Table 3 shows more quantitative comparisons of different approaches on SPMCS-11 [21] dataset. VSR-Trans. and TTVSR introduce transformer mechanisms in sliding window, which obtains significant improvement over most approaches. However, effective utilization of spatial–temporal dependencies is ignored. BasicVSR++ explores hidden states to model the information of sequence. Nonetheless, the capability of long-range learning is limited by its vanishing gradient issue. Different from them, our method utilizes the spatial and temporal transformer strategy to improve the ability of locality spatial and temporal data information bidirectional propagation. Thus, we outperform existing state-of-the-arts. The qualitative results are consistent with the quantitative evaluations and are shown in Fig. 8. The proposed attention-guided motion compensation helps the network get rid of unwrapped features and attend informative propagation on different frames. All of these improve feature expressiveness and the effectiveness of reconstruction in fine and occluded regions. Such obvious comparisons demonstrate the strong capability and efficiency of our model in VSR.

In addition, we further compare the proposed model with others on Vimeo-90k [37], the quantitative results are shown in Table 4. Our method still shows an improvement of 0.18 dB, 0.21 dB and 0.20 dB over the second best method on slow, medium, and fast clips, respectively. Such comparisons demonstrate our model can deal with different cases with various motions and further show the effectiveness of the proposed network. Some visual comparisons are shown in Fig. 9, we can find that VSR methods outperform the SISR method overall, because only limited information can be used in SISR. But some error structures and details still appear in the outputs of most VSR methods. In contrast, our approach employs an attention module to help eliminate harmful features in motion compensation, and the proposed multi-scale spatial–temporal transformer framework is able to aggregate locality spatial and temporal data information, all of these improve robustness and effectiveness in fine details and dynamic regions.

Conclusion

In this paper, we study VSR by leveraging spatial–temporal dependencies in LR frames. In particular, we propose a novel end-to-end bidirectional recurrent architecture, which is one of the works to introduce transformer architectures in VSR tasks. Specifically, we formulate video frames into aligned features, and calculate attention along features to prevent harmful information. To implement spatial–temporal fusion in an effective way, we decouple it into two easier sub-tasks and enable transformers to model local and long-range information in videos. Experimental results on various videos with different motion types, scenes and input sizes indicate that our approach can achieve acceptable performance when processing various VSR tasks.

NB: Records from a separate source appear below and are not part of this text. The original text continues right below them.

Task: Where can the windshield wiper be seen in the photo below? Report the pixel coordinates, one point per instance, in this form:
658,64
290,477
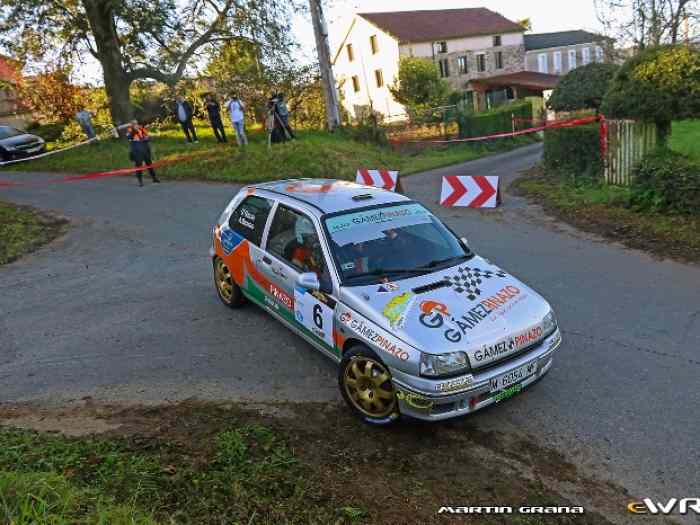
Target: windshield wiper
386,271
438,262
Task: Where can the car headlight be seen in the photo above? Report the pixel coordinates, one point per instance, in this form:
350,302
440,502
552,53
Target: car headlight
443,364
549,323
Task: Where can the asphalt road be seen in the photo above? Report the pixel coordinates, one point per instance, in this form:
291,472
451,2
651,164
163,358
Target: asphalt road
123,307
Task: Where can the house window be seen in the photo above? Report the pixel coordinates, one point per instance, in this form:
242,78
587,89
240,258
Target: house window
599,54
373,44
462,65
379,77
498,58
557,62
586,55
444,68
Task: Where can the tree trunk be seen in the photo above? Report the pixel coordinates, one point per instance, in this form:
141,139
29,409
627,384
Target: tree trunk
100,14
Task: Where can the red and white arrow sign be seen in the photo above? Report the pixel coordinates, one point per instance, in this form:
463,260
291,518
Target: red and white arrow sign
474,192
378,178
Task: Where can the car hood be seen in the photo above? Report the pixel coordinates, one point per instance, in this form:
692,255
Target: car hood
468,307
21,140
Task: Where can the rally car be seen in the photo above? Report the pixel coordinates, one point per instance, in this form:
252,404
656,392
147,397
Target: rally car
420,324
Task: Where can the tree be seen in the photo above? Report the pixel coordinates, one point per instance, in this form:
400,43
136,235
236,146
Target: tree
140,39
419,85
49,95
659,85
582,88
644,23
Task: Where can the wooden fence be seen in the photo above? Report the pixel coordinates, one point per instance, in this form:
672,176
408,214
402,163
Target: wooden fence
627,142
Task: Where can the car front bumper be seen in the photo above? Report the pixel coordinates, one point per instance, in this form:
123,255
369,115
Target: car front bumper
421,399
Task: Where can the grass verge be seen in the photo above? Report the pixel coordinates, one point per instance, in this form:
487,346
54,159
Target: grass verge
205,463
24,229
603,210
313,154
685,138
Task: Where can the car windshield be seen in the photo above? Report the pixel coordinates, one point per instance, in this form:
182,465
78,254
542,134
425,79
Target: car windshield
7,131
392,242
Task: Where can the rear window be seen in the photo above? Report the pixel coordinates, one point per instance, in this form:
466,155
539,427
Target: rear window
7,131
250,217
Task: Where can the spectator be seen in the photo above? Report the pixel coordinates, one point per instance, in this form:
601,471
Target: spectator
84,118
236,109
214,111
184,114
140,150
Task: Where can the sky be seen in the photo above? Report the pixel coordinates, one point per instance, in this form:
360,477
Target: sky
545,15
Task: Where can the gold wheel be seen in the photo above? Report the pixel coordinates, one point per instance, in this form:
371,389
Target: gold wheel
223,279
368,387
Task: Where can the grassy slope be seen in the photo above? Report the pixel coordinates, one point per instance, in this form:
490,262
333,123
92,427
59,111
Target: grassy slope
314,154
603,210
23,230
203,464
685,138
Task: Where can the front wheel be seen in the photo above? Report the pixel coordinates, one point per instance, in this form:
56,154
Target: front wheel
226,288
365,383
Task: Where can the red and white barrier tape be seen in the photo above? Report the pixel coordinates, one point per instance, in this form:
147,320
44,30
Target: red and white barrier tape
98,174
556,124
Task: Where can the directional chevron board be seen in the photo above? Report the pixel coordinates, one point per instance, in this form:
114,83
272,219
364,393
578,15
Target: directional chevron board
473,192
378,178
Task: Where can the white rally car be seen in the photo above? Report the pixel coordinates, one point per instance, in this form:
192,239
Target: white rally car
420,325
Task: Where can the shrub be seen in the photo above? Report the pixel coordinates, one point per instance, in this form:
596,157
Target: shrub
573,152
667,181
582,88
496,121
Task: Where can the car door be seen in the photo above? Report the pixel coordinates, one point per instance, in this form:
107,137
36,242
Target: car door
293,247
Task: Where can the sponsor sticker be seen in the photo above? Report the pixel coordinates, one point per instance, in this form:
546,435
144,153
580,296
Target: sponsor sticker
385,344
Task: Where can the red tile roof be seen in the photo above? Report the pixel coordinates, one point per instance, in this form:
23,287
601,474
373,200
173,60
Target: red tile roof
527,79
422,26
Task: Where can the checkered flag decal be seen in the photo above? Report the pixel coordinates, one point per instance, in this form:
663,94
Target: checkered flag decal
468,279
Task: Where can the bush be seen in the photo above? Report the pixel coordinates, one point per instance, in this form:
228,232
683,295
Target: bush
667,181
497,121
574,152
582,88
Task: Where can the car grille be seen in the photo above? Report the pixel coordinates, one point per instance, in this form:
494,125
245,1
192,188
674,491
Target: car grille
509,357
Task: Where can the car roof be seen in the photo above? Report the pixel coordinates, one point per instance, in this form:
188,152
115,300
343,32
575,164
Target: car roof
330,195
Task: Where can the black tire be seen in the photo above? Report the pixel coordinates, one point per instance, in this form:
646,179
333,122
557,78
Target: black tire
372,400
226,288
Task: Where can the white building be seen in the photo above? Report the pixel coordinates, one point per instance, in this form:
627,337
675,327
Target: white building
476,50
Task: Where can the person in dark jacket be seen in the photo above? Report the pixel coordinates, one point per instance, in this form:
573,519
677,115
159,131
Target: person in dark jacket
140,150
184,114
214,111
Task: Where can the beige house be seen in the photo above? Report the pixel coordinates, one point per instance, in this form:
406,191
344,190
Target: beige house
476,50
558,53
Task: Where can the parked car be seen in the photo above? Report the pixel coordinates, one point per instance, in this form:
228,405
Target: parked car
419,324
16,143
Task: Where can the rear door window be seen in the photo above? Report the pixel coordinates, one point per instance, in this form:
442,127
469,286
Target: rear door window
250,217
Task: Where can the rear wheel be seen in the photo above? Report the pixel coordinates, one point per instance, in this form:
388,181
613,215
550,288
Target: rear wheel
226,288
365,383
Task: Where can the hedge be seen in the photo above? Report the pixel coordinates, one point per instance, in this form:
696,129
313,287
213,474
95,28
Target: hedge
499,121
667,181
573,152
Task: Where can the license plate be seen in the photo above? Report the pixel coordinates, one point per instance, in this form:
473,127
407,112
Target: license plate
513,377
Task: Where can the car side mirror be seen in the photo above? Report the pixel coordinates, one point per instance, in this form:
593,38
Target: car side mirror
309,281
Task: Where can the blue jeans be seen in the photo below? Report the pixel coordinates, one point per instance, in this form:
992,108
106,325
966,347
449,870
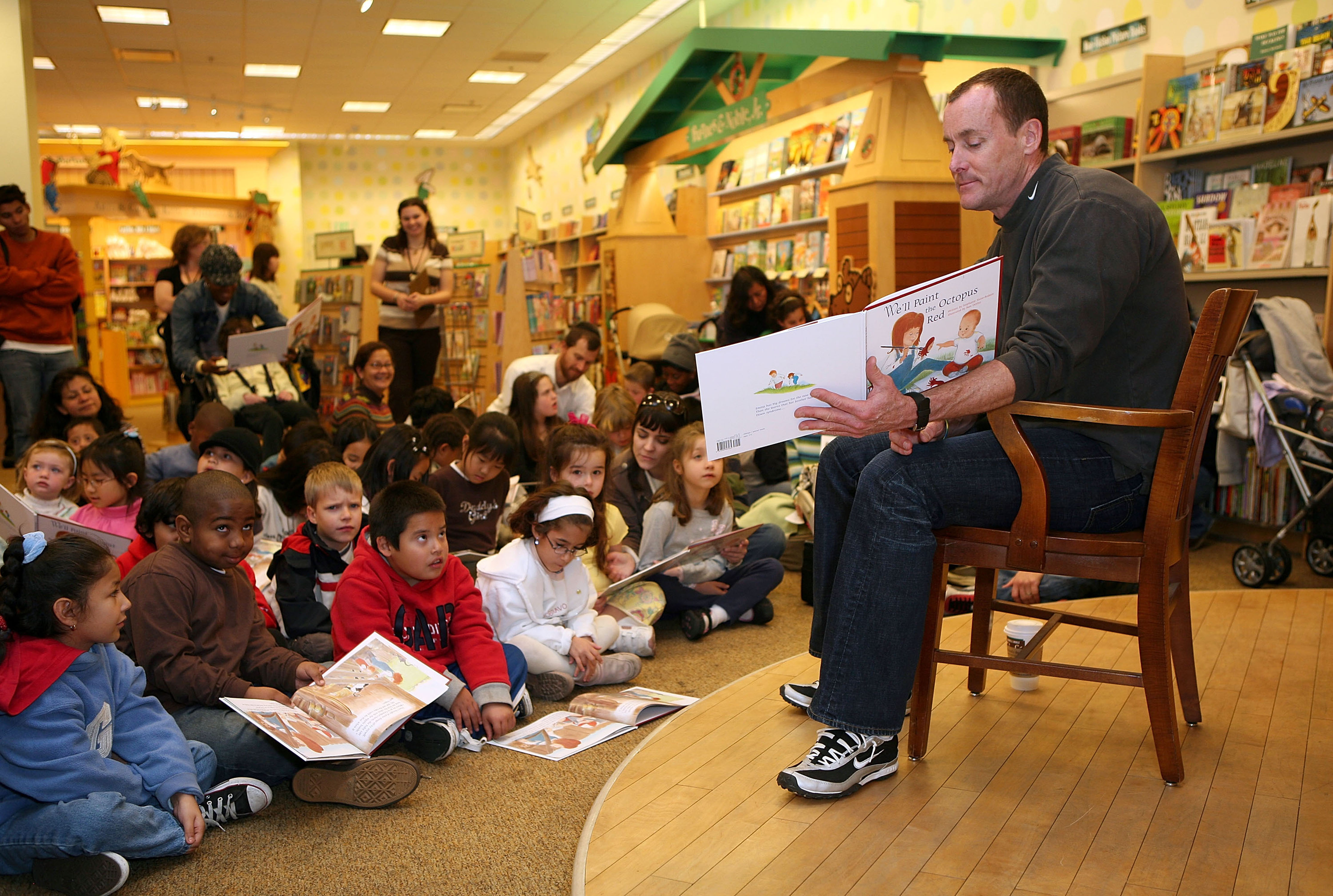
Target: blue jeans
518,678
98,823
243,750
879,510
27,377
768,542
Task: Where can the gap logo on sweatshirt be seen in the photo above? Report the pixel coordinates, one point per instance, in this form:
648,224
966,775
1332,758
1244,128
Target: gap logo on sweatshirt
424,635
101,731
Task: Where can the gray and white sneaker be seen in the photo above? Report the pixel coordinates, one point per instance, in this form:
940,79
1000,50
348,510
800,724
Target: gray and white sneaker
799,695
840,763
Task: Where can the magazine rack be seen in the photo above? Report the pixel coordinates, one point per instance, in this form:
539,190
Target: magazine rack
1156,556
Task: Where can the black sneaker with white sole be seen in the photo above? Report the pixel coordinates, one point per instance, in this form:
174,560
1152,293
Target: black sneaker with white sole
235,799
99,875
840,763
799,695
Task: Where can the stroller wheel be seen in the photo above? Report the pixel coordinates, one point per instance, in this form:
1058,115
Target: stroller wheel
1319,554
1251,566
1280,564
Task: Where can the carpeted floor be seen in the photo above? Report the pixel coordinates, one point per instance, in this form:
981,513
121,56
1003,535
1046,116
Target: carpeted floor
498,822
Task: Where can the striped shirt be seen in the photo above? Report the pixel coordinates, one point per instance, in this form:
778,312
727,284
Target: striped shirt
398,277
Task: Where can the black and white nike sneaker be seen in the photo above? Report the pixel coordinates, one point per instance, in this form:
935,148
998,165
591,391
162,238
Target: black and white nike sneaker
799,695
840,763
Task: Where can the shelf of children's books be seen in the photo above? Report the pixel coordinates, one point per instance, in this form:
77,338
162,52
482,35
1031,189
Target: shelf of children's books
1306,134
767,186
1257,274
772,230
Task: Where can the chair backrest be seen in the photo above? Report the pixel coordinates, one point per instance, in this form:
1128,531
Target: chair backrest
1177,461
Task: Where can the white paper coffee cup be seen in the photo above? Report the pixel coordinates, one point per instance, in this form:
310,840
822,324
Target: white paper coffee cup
1018,633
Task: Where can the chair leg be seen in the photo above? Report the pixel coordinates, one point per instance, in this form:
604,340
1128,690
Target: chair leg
1155,662
1183,648
923,690
982,618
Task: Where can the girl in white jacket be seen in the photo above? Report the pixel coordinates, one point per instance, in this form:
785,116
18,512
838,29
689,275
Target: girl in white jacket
539,599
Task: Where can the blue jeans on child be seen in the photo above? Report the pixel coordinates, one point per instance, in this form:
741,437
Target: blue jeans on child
98,823
878,511
747,586
518,678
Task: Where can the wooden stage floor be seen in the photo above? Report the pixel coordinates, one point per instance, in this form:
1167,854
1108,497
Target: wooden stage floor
1054,791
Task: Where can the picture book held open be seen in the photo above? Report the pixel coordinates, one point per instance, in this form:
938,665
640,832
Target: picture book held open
704,547
18,518
922,337
364,699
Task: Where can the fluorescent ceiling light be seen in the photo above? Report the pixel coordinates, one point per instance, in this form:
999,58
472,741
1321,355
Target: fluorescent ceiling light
483,76
266,70
415,27
647,18
134,16
162,103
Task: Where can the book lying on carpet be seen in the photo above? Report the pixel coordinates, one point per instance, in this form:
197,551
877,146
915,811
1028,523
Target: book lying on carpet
18,518
920,338
562,735
704,547
632,706
364,699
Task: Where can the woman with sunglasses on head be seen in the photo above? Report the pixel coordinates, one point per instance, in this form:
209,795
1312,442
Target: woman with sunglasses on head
412,275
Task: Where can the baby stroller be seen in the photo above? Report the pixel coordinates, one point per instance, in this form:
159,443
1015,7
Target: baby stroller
1308,424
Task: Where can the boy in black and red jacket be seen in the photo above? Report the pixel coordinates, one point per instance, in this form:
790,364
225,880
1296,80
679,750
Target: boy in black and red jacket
404,584
307,570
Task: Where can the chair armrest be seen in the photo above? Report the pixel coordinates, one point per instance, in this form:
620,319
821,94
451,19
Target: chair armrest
1096,414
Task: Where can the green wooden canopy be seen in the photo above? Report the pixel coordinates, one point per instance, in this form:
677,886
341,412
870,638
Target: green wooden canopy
683,91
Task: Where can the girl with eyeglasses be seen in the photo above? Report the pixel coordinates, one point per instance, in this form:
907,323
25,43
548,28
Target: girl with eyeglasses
539,598
374,367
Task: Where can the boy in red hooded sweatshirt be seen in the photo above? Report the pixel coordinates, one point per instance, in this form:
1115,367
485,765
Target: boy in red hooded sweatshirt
406,584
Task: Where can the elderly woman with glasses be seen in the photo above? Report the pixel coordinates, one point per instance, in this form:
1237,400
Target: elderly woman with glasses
374,367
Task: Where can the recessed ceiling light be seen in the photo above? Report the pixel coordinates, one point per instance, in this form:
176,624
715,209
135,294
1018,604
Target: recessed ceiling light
162,103
366,106
266,70
415,27
134,16
483,76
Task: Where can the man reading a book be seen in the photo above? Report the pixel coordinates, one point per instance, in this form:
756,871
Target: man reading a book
1092,311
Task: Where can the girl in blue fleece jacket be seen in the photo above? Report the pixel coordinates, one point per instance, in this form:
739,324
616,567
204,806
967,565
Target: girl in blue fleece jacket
91,770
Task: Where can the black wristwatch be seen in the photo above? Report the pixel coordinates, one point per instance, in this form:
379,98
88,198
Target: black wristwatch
923,410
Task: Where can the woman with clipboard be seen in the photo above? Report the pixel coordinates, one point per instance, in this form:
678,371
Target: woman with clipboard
412,275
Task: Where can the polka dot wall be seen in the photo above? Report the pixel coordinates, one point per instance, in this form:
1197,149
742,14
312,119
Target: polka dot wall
359,185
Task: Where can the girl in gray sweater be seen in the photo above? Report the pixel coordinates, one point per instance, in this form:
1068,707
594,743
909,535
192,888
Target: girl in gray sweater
692,504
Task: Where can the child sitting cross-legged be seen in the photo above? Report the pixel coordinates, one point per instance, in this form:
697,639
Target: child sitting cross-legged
540,599
406,586
93,773
692,504
47,472
113,479
307,570
195,628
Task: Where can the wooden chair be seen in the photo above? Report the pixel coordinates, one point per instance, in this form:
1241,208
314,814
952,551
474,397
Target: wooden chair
1156,556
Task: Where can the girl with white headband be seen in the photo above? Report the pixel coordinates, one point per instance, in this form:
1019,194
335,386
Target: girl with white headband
542,601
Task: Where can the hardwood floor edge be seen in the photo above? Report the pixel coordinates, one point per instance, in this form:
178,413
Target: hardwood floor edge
578,883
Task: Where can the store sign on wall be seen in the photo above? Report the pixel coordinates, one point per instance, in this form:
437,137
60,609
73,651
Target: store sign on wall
728,122
1131,33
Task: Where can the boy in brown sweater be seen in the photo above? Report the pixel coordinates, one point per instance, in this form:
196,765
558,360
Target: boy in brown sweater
195,628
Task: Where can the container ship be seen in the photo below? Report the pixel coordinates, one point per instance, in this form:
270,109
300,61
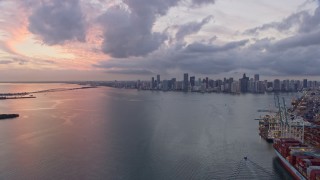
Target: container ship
269,128
298,146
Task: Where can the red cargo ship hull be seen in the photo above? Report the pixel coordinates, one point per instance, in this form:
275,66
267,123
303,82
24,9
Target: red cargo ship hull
293,171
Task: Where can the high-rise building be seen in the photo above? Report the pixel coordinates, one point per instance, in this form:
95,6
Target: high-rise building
256,77
152,83
207,82
305,83
185,82
158,81
192,81
244,83
173,84
276,85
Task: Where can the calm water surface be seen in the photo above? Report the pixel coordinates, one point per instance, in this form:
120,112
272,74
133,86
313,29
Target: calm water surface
106,133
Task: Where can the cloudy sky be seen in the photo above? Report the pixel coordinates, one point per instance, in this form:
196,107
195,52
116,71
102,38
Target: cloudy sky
137,39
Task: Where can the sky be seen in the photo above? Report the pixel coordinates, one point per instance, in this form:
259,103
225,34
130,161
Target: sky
54,40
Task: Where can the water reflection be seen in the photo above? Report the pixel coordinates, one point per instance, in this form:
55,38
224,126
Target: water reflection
108,133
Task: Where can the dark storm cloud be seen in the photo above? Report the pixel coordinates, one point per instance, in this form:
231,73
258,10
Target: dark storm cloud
287,23
127,35
301,40
295,55
131,71
200,47
191,28
305,22
58,21
216,60
202,2
128,27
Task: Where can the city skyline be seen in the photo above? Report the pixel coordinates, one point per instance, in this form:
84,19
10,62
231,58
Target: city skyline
44,40
245,84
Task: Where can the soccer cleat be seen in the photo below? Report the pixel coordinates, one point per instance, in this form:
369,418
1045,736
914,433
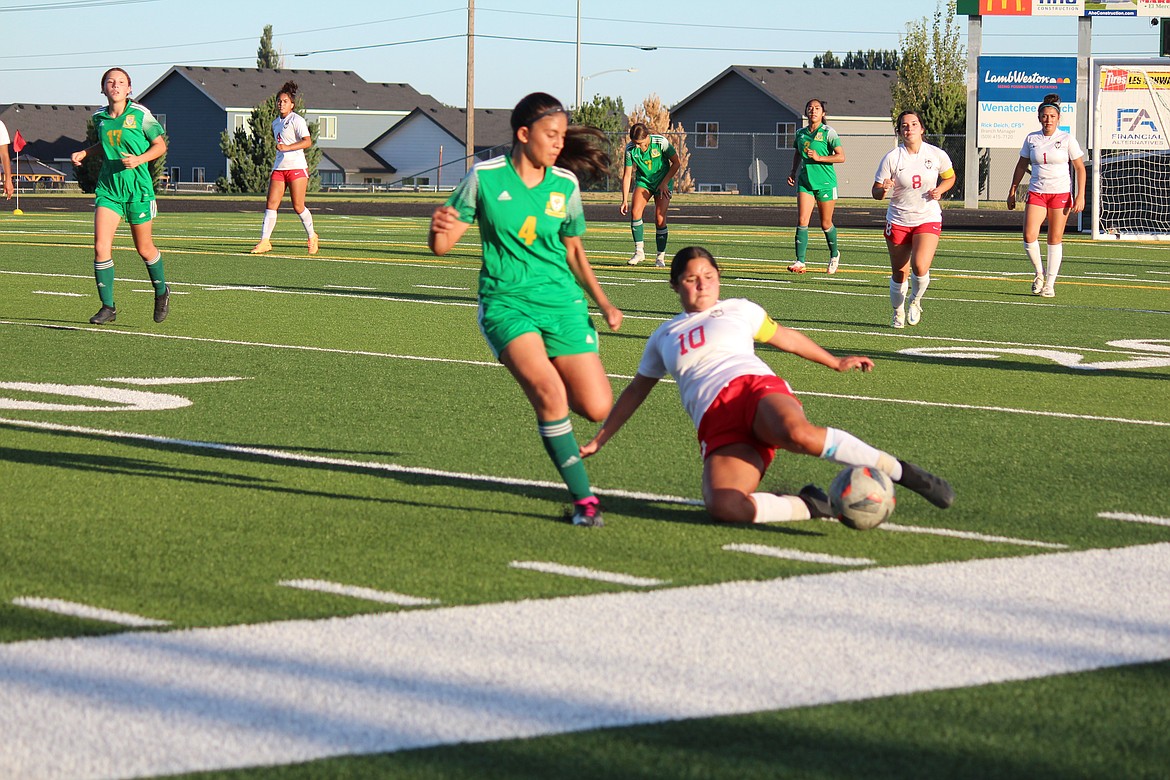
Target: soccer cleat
162,305
817,501
914,313
104,315
587,513
934,489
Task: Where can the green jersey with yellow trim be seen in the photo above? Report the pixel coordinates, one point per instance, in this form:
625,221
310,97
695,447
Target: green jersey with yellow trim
824,140
522,228
130,132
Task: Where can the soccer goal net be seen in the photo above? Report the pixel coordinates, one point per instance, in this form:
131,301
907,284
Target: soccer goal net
1131,152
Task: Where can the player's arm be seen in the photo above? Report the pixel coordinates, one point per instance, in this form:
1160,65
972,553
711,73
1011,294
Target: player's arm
575,253
623,409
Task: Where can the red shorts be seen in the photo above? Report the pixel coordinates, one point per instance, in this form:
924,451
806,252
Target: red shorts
729,419
289,175
900,234
1050,199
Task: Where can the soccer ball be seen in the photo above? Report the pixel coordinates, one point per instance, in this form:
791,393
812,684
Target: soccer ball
861,497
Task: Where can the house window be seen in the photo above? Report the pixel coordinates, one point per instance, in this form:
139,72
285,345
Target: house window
785,133
708,135
327,128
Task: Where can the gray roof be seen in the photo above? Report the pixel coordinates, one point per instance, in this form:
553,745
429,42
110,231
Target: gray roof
845,92
52,131
321,89
356,160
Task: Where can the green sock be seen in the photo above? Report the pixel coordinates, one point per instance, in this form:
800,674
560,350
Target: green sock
157,276
103,271
562,447
831,237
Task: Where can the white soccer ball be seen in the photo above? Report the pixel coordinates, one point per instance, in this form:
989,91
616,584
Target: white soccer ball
861,497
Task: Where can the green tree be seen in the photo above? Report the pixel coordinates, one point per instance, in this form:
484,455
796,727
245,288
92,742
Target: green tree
266,55
91,166
931,80
252,150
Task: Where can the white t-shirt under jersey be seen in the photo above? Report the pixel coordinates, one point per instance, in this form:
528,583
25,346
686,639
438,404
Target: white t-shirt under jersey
289,130
706,350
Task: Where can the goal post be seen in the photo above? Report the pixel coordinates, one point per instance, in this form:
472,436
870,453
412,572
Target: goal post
1130,143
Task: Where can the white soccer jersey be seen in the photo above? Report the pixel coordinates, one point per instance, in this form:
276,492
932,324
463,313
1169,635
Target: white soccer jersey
1050,157
706,350
289,130
914,175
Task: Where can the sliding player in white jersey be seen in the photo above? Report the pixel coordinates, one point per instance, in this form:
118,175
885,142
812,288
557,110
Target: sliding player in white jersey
915,175
1050,151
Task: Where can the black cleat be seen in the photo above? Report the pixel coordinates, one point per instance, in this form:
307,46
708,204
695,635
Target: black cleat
817,501
934,489
104,315
162,305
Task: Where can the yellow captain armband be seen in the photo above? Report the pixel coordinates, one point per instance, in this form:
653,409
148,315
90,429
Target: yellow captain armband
766,330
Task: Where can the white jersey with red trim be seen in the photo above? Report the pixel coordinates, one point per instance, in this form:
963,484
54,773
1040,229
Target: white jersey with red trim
289,130
1050,157
914,175
706,350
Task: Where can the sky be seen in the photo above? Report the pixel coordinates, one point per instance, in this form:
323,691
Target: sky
627,49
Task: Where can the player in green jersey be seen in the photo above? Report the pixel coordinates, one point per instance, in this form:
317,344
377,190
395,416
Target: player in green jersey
651,165
129,137
817,150
535,276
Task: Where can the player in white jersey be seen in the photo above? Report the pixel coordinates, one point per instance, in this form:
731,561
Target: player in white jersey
915,175
1050,151
290,168
742,409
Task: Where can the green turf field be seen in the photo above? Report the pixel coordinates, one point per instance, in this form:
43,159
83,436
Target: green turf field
339,419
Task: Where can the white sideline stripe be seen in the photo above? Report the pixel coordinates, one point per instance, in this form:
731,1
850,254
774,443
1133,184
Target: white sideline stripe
971,536
799,554
74,609
1135,518
102,331
162,703
357,592
584,573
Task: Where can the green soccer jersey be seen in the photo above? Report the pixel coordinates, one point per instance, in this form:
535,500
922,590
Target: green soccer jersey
521,229
824,140
129,132
649,166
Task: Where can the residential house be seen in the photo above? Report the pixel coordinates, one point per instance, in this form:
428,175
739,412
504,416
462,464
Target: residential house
741,125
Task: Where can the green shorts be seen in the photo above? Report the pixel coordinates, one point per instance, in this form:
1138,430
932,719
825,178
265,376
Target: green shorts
566,329
138,212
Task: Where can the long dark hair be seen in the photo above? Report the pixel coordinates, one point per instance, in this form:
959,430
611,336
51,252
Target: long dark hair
583,153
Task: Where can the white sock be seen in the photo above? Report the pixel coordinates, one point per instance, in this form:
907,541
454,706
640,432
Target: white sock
1055,254
771,508
307,221
919,285
897,292
266,230
1033,254
845,448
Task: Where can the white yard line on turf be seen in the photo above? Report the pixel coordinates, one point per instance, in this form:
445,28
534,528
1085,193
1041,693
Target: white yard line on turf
87,612
144,704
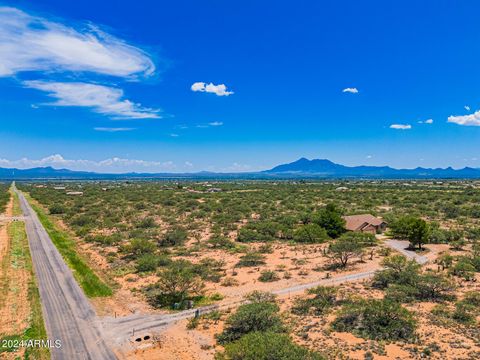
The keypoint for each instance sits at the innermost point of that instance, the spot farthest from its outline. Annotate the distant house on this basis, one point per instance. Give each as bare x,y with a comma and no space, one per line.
211,190
365,223
75,193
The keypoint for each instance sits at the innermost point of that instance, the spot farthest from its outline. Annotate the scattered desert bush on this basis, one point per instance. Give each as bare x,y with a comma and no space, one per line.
268,276
376,319
266,346
257,316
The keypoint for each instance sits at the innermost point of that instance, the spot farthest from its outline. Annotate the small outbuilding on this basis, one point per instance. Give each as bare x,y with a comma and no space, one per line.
365,223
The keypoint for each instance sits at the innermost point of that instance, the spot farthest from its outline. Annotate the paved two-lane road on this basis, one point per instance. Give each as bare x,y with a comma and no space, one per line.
68,315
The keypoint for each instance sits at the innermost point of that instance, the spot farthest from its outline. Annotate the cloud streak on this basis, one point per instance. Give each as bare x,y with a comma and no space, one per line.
107,129
32,43
466,120
219,90
113,165
350,90
101,99
401,126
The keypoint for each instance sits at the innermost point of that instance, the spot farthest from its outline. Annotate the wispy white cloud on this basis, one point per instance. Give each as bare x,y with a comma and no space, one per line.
107,129
428,121
101,99
466,120
219,90
32,43
401,126
350,90
113,165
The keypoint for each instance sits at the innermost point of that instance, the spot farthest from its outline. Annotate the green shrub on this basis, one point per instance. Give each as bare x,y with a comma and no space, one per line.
325,298
173,237
251,259
258,316
177,284
310,234
268,276
56,209
147,262
266,346
376,320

Although our approach achieves comparable performance when comparing with current methods in most cases, it still performs a little worse for the dense textures. This may be due to the reason that our training set does not include enough examples of such dense textures and the motion handling requires to be further improved. Another limitation is our computing time cost, but we will further accelerate our model by trying more strategies, for example, network compression and feature distillation. Moreover, we will further work on exploring how to extract useful features, improve training algorithms and reduce computational redundancy in VSR.